We cannot press this on anyone. Jesus himself teaches us by his example that there is to be no force, no nagging, no emotional blackmail. But let us be clear, and keep in mind, that while we have a responsibility to the needy, and to the future of the world, the one thing always to be hoped and longed for, and most greatly prized, is faith. If we can share ours, and help someone to find their own way to God, that is worth more than anything.

Back to (Super-) Normal.

Christmas is over; reluctantly we return to the “normal” – but our reading (we read Ephesians 1:3-14 this Sunday) will take us by a different route, and to a version of normal we would do well to study. Ephesians begins by reminding us of our blessings – but not to follow it with some stern admonition to get back to work. Jesus was chosen, and we are chosen also to be adopted as children. This is part of God’s grace (for it doesn’t arise from anything else), something to be sung about and celebrated.

Then we hit verse 7 with surprise: “In him we have redemption through his blood, the forgiveness of our trespasses, according to the riches of his grace”. Somehow we don’t expect to be talking about the sacrifice of Jesus, his death as the price of our forgiveness, at Christmas. It almost seems in bad taste, but let’s be careful. Whose agenda are we following here? Doesn’t the story of Christmas lead on? Apparently not, in the secular / supermarket / primary school version.

And why not? Because it doesn’t fit with a sentimentalised version of the story. But why should it? Surely our purpose is to tell the story of what God has done, not the story we re-written for children (what we think they would like), or our own amusement (leaving out the difficult bits). God’s story has a harder edge – bloodthirsty rulers and, yes, a baby born to die. Sacrifice – voluntary self-sacrifice – is always part of it, as is conflict, and disinterest, and struggle.

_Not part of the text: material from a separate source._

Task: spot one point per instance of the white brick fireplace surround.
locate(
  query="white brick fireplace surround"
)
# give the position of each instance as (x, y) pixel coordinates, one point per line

Our becoming God’s children is to be seen in this way, too. Yes, there is a genuinely and importantly emotional aspect of it. We are accepted, we belong, we find our true identity. And we are to grow up, to understand “the mystery of his will”; to know God and his plan, and to make it known. Our aim is not the easy life, but life “for the praise of his glory”.

Yes, we are leaving Christmas and going back to normal routine. But while the world leaves a fairy tale, ruined by reality, we take with us the strength gained from the story of God’s coming. We know that his coming is just the first part, and there is more to understand and celebrate. We know that, just as the gospel story will make demands on Jesus life, so we are asked to do more than stand and watch. We are to be drawn in, to growing commitment, to service, and to life as God’s children in reality, not in fiction.

“In Christ we have also obtained an inheritance, having been destined according to the purpose of him who accomplishes all things according to his counsel and will, so that we, who were the first to set our hope on Christ, might live for the praise of his glory.”

Ephesians 1:11,12

A rather different, and much better, understanding of normal life, for those who will live it.